The South Side was one of Columbus’ early neighborhoods in the 1800′s and the center of manufacturing. Factories attracted a streetcar line, houses, churches and stores. Then the Great Depression in the 1930′s started a decline in the industrial era and Parsons Avenue.
There’s still a vacant lot owned by the city of Columbus where the old Schottenstein’s store once stood. Several other businesses are boarded up. Thrift stores, restaurants, and a grocery store are open. So is the South Side Cycle and Mower Shop in the one thousand block of Parsons Avenue.
“I should know your name. Rod Williams, I come every year.

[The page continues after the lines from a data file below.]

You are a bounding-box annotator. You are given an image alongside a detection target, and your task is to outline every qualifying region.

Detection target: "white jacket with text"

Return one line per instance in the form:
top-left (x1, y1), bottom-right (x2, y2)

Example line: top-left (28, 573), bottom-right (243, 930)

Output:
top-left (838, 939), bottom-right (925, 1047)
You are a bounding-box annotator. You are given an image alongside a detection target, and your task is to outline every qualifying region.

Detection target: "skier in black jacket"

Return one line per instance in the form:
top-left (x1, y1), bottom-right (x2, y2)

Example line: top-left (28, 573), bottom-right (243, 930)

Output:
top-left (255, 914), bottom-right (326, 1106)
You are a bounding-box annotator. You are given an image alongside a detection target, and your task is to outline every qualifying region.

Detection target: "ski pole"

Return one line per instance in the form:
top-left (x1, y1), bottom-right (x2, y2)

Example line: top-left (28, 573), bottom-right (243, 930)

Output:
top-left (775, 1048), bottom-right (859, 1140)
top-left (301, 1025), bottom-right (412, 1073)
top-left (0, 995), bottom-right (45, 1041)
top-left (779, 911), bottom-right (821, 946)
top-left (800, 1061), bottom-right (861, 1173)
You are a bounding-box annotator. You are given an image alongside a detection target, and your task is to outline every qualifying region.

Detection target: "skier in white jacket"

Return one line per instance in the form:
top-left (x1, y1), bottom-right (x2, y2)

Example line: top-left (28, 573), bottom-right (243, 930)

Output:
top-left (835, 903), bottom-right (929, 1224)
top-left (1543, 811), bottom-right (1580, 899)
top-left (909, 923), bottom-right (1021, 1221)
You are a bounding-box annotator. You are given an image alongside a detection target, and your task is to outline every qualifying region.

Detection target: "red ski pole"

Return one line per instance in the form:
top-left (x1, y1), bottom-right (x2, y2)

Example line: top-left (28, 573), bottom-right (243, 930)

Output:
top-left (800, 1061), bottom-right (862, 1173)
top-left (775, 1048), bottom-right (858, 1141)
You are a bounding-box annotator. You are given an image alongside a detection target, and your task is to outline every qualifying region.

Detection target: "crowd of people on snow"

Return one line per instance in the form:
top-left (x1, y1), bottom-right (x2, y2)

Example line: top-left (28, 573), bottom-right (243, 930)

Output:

You do a great job.”
The store has been in business since the 1930′s. The building with its creaky hardwood floors appears to be original. Current owner, Chuck McElroy bought it 6 years ago. McElroy says he has loyal customers who drive from the suburbs to drop off their lawn mower for repair. He wants to see more improvements on his part of the street.
“It’s never made it this far. I think the improvements are going, they’re stopping well before they get to Whittier and they’re heading east,” said McElroy.
McElroy says for long lasting changes a greater police presence is needed. “Every business down through here you can go talk to them. Every one of them has been broke into. People’s walked in when they’re stealing stuff. There’s not a business down through here that has not had a crime problem,”McElroy said. Resident Ken Williams says improvements can’t wait and everyone has to do their part.
“If we don’t develop Parsons Avenue it will be hard turning this whole entire south side around. We need to attract businesses. We need business owners to upgrade their properties,” Williams stressed.
A new plant pride effort this spring will bring huge pots filled with flowers and hope to Parsons Avenue.